Congressional investigators have previously found Russian interference in the 2016 election. Those efforts included activity by a Russian firm, called the Internet Research Agency, that ran a far-reaching social media disinformation operation. Federal authorities also linked cyberattacks and leaks orchestrated against members of the Democratic Party to one of Russia’s intelligence services.

Graphika’s report into Secondary Infektion shows that the interference efforts may have been even more widespread than previously reported, even as it underscores that all such efforts don’t necessarily have a massive impact, said Thomas Rid, a professor at Johns Hopkins University who studies disinformation.

Secondary Infektion also specialised in potentially more explosive information, publishing fake documents online that it claimed were blockbuster leaks from real sources, something that it did with unprecedented persistence, Ms. Francois said. It may still be active, she said. The Internet Research Agency was focused more in creating memes, online images aimed at stirring controversy.

Aspects of Secondary Infektion’s operations have been detailed previously, but Graphika’s report is the first to trace its activities back to 2014 and to show the group’s involvement in the 2016 presidential campaign, the research group said.

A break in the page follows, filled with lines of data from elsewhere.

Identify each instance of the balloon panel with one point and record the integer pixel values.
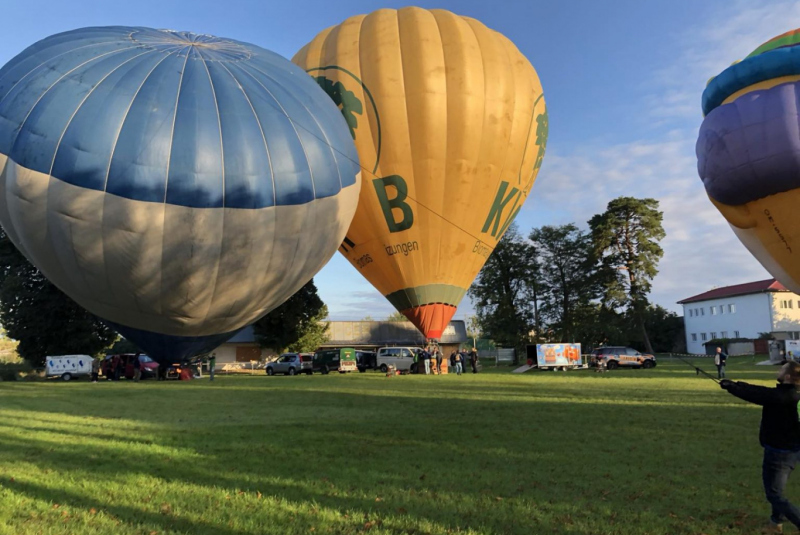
(451, 126)
(171, 182)
(748, 152)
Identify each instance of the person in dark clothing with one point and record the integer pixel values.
(779, 436)
(720, 359)
(137, 369)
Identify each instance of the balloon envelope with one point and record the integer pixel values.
(169, 182)
(748, 152)
(450, 125)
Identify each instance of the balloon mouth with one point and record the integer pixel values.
(431, 319)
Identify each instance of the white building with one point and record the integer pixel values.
(741, 311)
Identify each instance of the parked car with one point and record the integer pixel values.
(292, 364)
(148, 366)
(68, 367)
(401, 357)
(366, 360)
(616, 356)
(341, 360)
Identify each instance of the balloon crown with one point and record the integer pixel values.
(210, 47)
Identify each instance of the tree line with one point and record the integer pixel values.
(565, 284)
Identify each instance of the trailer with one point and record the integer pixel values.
(68, 366)
(558, 357)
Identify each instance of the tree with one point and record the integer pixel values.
(296, 325)
(625, 237)
(500, 292)
(565, 279)
(397, 316)
(40, 316)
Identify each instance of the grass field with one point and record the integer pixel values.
(658, 451)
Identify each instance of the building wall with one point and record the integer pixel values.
(786, 314)
(752, 315)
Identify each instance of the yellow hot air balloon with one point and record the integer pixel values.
(450, 125)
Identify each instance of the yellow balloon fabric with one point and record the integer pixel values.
(450, 124)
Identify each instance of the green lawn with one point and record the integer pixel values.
(658, 451)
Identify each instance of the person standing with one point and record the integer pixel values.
(212, 362)
(95, 369)
(720, 359)
(116, 367)
(779, 435)
(137, 369)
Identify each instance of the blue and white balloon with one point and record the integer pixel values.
(174, 184)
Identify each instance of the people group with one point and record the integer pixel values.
(431, 359)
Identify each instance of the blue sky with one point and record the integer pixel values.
(622, 81)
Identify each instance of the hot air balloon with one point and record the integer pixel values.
(748, 152)
(177, 185)
(450, 125)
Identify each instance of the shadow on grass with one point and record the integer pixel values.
(421, 462)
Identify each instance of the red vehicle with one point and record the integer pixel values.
(149, 367)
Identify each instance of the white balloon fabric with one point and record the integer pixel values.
(171, 182)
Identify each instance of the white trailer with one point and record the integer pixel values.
(68, 366)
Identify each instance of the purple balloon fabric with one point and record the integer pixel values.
(750, 149)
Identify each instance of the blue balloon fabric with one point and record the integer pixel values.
(176, 184)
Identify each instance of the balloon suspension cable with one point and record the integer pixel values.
(698, 370)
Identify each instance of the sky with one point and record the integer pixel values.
(622, 81)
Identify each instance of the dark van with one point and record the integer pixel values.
(341, 360)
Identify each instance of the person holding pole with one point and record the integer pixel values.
(720, 359)
(779, 436)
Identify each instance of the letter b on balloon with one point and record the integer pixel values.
(398, 201)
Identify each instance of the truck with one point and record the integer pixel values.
(341, 360)
(68, 366)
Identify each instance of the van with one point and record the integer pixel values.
(401, 357)
(68, 366)
(340, 360)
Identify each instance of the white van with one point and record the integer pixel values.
(401, 357)
(68, 366)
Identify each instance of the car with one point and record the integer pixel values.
(148, 366)
(341, 360)
(613, 357)
(401, 357)
(366, 360)
(292, 364)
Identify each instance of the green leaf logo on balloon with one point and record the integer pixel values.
(346, 100)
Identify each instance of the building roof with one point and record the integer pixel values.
(373, 333)
(769, 285)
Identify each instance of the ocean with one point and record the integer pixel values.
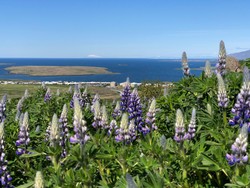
(138, 70)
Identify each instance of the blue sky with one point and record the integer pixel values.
(122, 28)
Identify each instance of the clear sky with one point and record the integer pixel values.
(122, 28)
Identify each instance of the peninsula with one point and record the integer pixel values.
(57, 70)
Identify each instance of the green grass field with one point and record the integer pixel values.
(17, 90)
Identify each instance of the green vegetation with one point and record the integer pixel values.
(57, 70)
(155, 159)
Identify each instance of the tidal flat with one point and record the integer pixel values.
(57, 70)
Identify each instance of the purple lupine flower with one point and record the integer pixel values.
(150, 119)
(185, 68)
(112, 127)
(48, 95)
(191, 127)
(64, 132)
(125, 97)
(96, 98)
(179, 127)
(23, 136)
(70, 90)
(4, 174)
(97, 115)
(117, 111)
(19, 108)
(3, 108)
(222, 93)
(85, 98)
(126, 133)
(135, 110)
(241, 109)
(80, 127)
(239, 148)
(208, 71)
(221, 65)
(39, 181)
(76, 95)
(54, 132)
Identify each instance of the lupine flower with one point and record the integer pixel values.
(57, 92)
(222, 93)
(23, 136)
(85, 97)
(208, 70)
(104, 119)
(125, 97)
(48, 95)
(221, 65)
(241, 109)
(185, 68)
(97, 115)
(209, 109)
(44, 86)
(63, 130)
(191, 127)
(126, 132)
(39, 182)
(179, 127)
(54, 134)
(76, 95)
(117, 111)
(150, 120)
(135, 110)
(80, 128)
(3, 108)
(19, 108)
(239, 148)
(96, 98)
(112, 127)
(70, 89)
(26, 94)
(4, 174)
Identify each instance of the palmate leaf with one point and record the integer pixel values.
(130, 181)
(26, 185)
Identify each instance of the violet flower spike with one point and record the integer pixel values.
(96, 98)
(97, 115)
(23, 136)
(48, 95)
(241, 109)
(4, 174)
(54, 134)
(239, 148)
(3, 108)
(125, 97)
(117, 111)
(185, 68)
(179, 127)
(222, 93)
(221, 65)
(135, 110)
(80, 128)
(208, 71)
(191, 127)
(76, 95)
(64, 131)
(150, 120)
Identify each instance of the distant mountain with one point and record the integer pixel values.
(241, 55)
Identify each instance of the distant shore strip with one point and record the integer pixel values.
(57, 70)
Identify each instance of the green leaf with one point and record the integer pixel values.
(29, 184)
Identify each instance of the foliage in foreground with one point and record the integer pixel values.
(154, 159)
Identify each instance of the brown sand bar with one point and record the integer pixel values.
(57, 70)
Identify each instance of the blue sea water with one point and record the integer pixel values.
(138, 70)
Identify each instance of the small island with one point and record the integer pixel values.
(57, 70)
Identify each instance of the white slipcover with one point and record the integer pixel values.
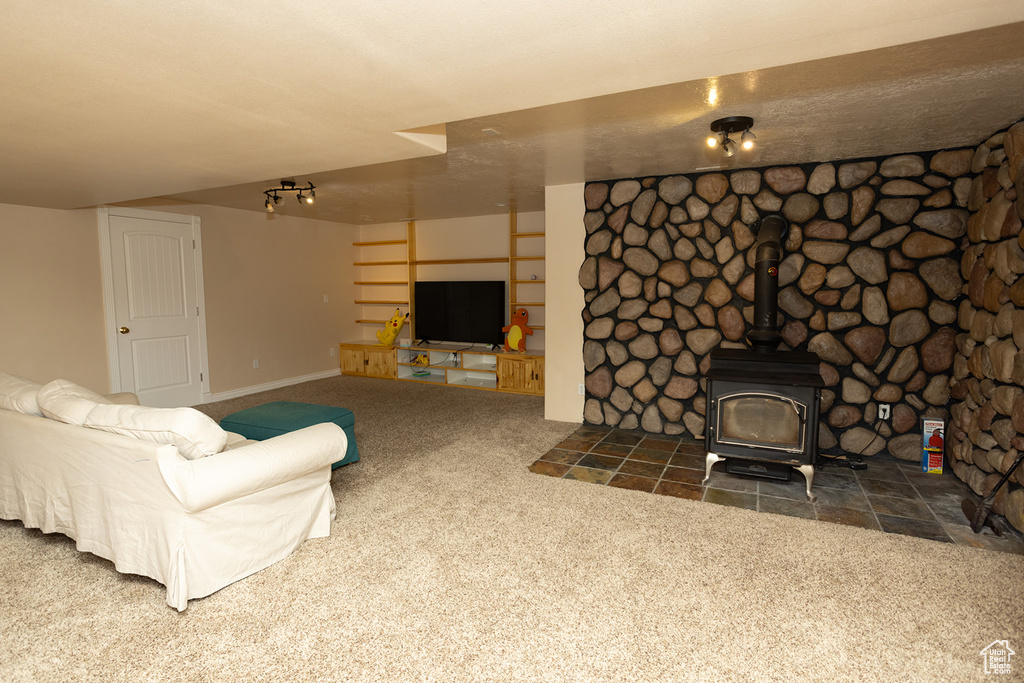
(195, 525)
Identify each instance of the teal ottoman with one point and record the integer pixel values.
(268, 420)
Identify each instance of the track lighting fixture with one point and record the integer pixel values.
(305, 195)
(722, 128)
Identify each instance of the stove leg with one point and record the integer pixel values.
(808, 472)
(709, 463)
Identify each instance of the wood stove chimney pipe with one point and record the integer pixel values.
(764, 337)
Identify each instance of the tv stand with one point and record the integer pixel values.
(452, 365)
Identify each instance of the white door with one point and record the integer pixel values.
(155, 287)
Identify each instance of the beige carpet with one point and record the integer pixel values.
(449, 561)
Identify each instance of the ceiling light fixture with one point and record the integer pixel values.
(289, 186)
(722, 128)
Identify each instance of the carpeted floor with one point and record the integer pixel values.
(451, 561)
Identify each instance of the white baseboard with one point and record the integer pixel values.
(238, 393)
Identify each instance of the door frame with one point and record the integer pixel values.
(113, 357)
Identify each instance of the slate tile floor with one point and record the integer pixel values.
(891, 496)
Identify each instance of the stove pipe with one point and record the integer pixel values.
(764, 337)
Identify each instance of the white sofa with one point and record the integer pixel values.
(155, 494)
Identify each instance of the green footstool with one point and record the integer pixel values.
(261, 422)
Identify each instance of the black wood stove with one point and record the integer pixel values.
(763, 403)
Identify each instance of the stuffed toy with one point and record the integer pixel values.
(391, 329)
(517, 331)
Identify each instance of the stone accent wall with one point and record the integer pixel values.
(870, 282)
(988, 370)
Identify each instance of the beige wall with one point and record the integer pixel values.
(51, 302)
(265, 276)
(474, 237)
(564, 236)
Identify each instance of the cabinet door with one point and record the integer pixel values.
(382, 363)
(522, 375)
(353, 361)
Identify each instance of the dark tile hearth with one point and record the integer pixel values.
(891, 496)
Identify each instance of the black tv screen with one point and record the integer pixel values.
(469, 311)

Efforts by social-media companies to more effectively spot information operations in the wake of those elections may have spurred Secondary Infektion to change tactics, Graphika said. Starting in 2016, the group tightened operational security and essentially stopped posting documents from the same accounts.

And many of its messages may have failed to take off because of sloppiness that belied Secondary Infektion’s operational sophistication. Many posts were outlandish or contained obvious mistakes which discredited them. In a letter purportedly written by the Director General of the Swedish Defence Research Agency Jan-Olof Lind, the director’s surname name was misspelled as Lindt. “Maybe if they’d learned to spell the names of the politicians they were impersonating, it might have gone a bit better,” Mr Nimmo said.